I’ve heard that if you special-order a car from the factory (as opposed to buying one already on the lot) you can get it without manufacturer’s insignia or other branding. However, I’ve never known anyone who did that, and I don’t recall seeing any brand-less cars (though admittedly I haven’t been looking).

The manufacturer has a legitimate claim to the item. They made it, and how well it does its job reflects on them. The seller has much less a claim. At most, maybe they could claim the repair job they did, but then that should be a label on the inside.

That said, I do not often buy products that I use in public with labels on them that are predominant. The only thing I can think of is my Amazon tablet, and that’s recessed in a way that you can’t normally see it. My clothing definitely doesn’t support a brand unless that’s specifically the reason I bought it (like when I’m buying a shirt to support someone I watch online.) Most everything else, the labels are always in a place that most people would never see it, like the tags of clothes.
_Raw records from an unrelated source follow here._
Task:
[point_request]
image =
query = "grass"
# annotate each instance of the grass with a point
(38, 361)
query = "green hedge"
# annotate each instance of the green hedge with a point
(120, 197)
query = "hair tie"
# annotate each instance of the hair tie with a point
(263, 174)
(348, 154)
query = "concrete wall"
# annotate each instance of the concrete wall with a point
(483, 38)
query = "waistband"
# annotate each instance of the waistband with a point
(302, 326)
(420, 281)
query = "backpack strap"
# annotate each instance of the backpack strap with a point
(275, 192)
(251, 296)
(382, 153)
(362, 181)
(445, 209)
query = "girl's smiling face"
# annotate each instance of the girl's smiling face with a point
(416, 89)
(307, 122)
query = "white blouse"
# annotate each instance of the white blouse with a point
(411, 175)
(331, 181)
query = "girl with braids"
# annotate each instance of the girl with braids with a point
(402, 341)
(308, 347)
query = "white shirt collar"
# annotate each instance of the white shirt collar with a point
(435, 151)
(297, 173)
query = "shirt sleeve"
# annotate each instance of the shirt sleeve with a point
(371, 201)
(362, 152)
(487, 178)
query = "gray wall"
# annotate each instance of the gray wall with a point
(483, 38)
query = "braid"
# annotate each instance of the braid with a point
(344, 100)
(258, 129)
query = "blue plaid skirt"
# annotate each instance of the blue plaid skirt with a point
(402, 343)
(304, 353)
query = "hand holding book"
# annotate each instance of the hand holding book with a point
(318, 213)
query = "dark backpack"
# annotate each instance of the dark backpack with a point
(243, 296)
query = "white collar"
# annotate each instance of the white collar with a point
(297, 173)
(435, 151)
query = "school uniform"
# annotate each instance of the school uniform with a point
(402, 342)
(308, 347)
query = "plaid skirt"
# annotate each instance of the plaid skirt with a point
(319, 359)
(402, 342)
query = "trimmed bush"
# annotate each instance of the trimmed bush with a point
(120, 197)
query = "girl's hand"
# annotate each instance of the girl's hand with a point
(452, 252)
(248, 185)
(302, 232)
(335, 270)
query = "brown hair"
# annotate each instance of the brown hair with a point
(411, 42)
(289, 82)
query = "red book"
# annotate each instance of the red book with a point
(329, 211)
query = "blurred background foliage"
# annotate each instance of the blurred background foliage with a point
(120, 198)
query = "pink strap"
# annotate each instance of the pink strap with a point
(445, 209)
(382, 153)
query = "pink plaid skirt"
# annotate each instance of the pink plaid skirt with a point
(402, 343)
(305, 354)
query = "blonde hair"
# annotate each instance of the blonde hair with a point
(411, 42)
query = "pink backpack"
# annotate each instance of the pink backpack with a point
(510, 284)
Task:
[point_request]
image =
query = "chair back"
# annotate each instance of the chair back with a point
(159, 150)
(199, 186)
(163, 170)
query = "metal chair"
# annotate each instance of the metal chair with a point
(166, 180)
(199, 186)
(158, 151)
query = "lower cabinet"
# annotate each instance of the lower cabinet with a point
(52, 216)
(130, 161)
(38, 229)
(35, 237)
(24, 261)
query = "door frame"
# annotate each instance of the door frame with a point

I definitely don’t leave any sales stickers on those clothes. Removing stickers and license plate covers on cars seems like the same deal.

I get finding utility in frames, but they also are quite cheap. I would be more likely to replace it than keep the seller’s branding on it, unless the sellers branding actually somehow looks cool–which is unlikely the case.

That is another reason with the t-shirt I bought to support a creator. The creator had tons of designs, and I picked one. And then I also customized it with my username, to make it mine. It looks like Phoenix Wright, but with the low-bit mascot of the show that just looks cool, even if you know nothing about the show.

Dealer stickers come off easily if you warm them up with a hair dryer.

I have seen a couple cars bearing a sticker from one dealer and a plate frame from another. I figured the second dealer was lazy.

In my experience the adhesive left a ghost mark and as much as I tried buffing it out it could still be seen on that area.

It’s obnoxious for dealers to slap an advertisement on your car without asking permission. I’ll bet if they asked first at least 9 out of 10 buyers would say no!

But the very car itself is an advertisement. And if we really want to be principled about it, wouldn’t we rather be advertising for the local business than the multinationals that cheated on emissions standards, or who needed government bailouts in 2008?

Note: I used to be a frequent reader of Adbuster but I just can’t get worked up about it anymore.

The 50th Anniversary Bullitt-commemorative-edition Mustang, in tribute to the original movie car’s appearance, is clean of all exterior Ford/Mustang branding, with just a “Bullitt” badge on the rear where the “gas cap” badge would have been in the old days.
Thing is, for those who care and know, what it represents is obvious from the styling cues so no labeling is really needed.

It costs you money to replace the frame and time to remove stickers. I guess it depends on what the car is.

If it’s a shiny new BMW you are trying to impress people with, yeah, go for it. Make that baby shine.

If it’s a used Prius you’re a little ashamed to be seen driving, then who cares? That’s another dollar saved by not having to replace the frame.

A license plate frame doesn’t need to be replaced, so it’s fine to have a naked license plate on the car.

Something holds the plate onto the car…both my cars, that thing has the dealer’s branding on it. I would have to spend my own money to remove it. Neither car is something sexy or high end so I have no reason to.

The “something” that holds the plate onto the car is almost certainly a couple of machine screws. They go through the license plate, and then the dealer-branded frame and then are screwed into the car. It would cost you nothing to remove the frame, assuming you already own a screwdriver or pair of pliers.

Mine isn’t mounted that way. There are separate holes that hold on the frame, that are spaced the wrong distance apart for a license plate. So I would have to buy an unbranded frame, hopefully one that has screw locations compatible with my existing frame, then install it.

OK, that’s weird. In your case, perhaps you have a good reason to retain the dealer frame. But for most cars, the dealer frame uses the same hole placement as the license plate itself.